Por alguna razón que a ambos se les escapaba, aunque Teodoro seguía pensando que el viejo, que estaba tan solo como su sobrino, se sintió conmovido, siguieron carteándose, siempre a iniciativa de Rafael; éste, poco a poco, fue viendo claro que su vuelta era factible, que las respuestas lacónicas de su tío eran suficientemente indicativas, que el interés inicial no sólo no decaía sino que se acrecentaba. La carta que halló Carmen en casa de Tomás Pardos y que se apresuró a mostrar a Teodoro entonces, debía ser de las finales, según él, porque contenía las protestas de virtuosismo y desinterés de Rafael ante las últimas reservas expresadas por su tío ante el que ya se presumía, a tenor de cómo se habían desenvuelto los acontecimientos, inminente regreso del sobrino desconocido. Y así llegó Rafael, no tan con las manos en los bolsillos, pero tampoco mucho más que un buen puñado de billetes y una maleta de ropa. Teodoro sabía que Rafael guardaba las cartas de su tío y también, según el otro le dijo, las que él le dirigió desde Francia aunque, naturalmente, nunca llegó a verlas, pues no había razón alguna para ello.

—Pero no puedes decir que hayan desaparecido —comentó Teodoro—. Casi con toda seguridad que las tiene él en alguna parte. La que tú viste se le pasaría por alto.

—Por cierto, que tendría que devolvérsela a Tomás porque me dijo que Rafael había preguntado por los dos sobres que le dejó a guardar.

—Pues ya va siendo hora —dijo Teodoro.

—Es verdad —contestó ella—. Total, no nos servían de nada todas esas porquerías y la carta… pues tiene razón Mariana, carece de valor probatorio de nada, mal que me pese. Yo sigo creyendo que él lo mató ¿y tú?

—¿Por qué se habrá acordado de repente de los sobres?, me pregunto yo; también es casualidad… —dijo Teodoro intrigado.

—¿Ahora vas a empezar tú a sacarle punta a todo?
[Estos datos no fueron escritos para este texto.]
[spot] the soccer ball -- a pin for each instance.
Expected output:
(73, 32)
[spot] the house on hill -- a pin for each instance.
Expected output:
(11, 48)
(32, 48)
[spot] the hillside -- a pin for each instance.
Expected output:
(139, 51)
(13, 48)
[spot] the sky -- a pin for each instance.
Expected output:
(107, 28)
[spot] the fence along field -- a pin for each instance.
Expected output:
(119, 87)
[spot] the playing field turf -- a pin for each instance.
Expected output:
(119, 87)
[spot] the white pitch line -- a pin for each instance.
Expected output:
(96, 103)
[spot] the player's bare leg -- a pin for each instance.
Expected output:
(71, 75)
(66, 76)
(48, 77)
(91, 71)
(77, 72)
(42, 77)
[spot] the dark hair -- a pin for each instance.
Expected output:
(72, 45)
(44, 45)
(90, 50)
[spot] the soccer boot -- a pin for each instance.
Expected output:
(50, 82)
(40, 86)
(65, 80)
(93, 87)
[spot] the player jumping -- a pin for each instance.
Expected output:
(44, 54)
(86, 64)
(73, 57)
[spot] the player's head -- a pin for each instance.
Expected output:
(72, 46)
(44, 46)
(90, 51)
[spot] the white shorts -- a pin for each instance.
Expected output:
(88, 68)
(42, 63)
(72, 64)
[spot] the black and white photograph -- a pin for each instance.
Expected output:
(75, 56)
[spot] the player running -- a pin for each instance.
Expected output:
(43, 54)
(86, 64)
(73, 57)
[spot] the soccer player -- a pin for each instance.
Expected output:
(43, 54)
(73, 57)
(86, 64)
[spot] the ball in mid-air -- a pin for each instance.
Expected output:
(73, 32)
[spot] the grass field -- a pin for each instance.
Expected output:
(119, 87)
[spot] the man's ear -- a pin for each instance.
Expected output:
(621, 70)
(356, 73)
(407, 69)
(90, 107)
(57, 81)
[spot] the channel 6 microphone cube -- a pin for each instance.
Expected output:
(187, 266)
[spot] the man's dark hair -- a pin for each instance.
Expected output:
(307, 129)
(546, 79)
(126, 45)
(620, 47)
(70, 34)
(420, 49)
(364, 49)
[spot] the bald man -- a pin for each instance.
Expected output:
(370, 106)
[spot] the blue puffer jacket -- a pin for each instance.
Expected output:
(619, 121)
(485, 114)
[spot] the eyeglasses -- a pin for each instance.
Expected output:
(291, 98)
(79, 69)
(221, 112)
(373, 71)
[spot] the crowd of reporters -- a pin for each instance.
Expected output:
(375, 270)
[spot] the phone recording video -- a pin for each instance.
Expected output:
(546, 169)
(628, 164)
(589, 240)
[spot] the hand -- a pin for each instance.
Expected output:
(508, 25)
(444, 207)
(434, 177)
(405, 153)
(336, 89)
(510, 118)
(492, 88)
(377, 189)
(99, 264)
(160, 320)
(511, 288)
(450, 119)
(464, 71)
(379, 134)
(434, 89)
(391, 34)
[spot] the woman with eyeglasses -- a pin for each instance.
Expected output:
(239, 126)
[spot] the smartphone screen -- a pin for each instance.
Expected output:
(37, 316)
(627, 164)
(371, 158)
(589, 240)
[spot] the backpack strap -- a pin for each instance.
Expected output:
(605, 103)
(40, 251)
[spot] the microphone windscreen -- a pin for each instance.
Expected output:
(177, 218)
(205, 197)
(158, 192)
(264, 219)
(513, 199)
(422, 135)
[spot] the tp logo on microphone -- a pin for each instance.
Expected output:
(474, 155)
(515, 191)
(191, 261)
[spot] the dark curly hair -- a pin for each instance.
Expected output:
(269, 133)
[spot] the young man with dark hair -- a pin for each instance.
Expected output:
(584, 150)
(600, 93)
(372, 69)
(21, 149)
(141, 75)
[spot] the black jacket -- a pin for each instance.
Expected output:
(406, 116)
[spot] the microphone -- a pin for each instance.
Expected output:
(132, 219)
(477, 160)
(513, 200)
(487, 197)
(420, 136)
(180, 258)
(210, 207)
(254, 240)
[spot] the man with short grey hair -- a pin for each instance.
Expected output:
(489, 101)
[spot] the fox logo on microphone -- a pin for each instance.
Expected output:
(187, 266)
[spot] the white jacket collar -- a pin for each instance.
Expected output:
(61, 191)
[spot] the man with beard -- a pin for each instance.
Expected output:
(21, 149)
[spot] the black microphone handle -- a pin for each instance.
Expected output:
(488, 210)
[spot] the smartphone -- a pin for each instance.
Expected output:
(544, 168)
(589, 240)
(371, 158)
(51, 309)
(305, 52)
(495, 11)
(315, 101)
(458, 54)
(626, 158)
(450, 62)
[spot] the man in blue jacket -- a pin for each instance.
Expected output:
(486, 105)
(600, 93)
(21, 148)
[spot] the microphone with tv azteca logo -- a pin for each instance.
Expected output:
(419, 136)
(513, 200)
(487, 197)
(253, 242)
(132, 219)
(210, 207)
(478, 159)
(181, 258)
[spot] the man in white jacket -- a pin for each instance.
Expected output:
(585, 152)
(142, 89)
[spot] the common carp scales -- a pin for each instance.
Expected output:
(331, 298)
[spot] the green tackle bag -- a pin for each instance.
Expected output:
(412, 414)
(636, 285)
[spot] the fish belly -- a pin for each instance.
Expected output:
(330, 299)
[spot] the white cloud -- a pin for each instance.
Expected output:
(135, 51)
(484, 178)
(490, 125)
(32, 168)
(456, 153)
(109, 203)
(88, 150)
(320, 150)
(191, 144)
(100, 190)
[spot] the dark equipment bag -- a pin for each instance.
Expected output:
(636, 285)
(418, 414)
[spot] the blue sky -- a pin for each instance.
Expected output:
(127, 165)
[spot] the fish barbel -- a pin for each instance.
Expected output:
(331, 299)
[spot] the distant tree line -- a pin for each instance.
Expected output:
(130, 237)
A buenas horas, mangas verdes. ¿Tú crees que lo mató sí o no?

—Yo no sé qué decirte, me parece muy duro decir algo así de alguien y quedarse tan campante. Al fin y al cabo, que sea un fresco y un poco fantasma no es para cargarle el muerto.

—¿Un poco, dices? ¿Semejante chuloputas?

—Vaya, no te pases.

—No me paso, Teo, todo lo contrario: estoy precisando. Es cosa de mi formación jurídica, ¿sabes?, no puedo evitarlo, el amor a la precisión de las palabras. Pregúntale a Mariana: en un Juzgado no puede una andarse con ambigüedades.

—Mira que eres mala cuando te pones.

—Como un demonio —respondió ella con la cara encendida.

Y de repente, pero con la seguridad de que llegaba lo que tenía que llegar, se encontró abrazada a Teo y besándole apasionadamente.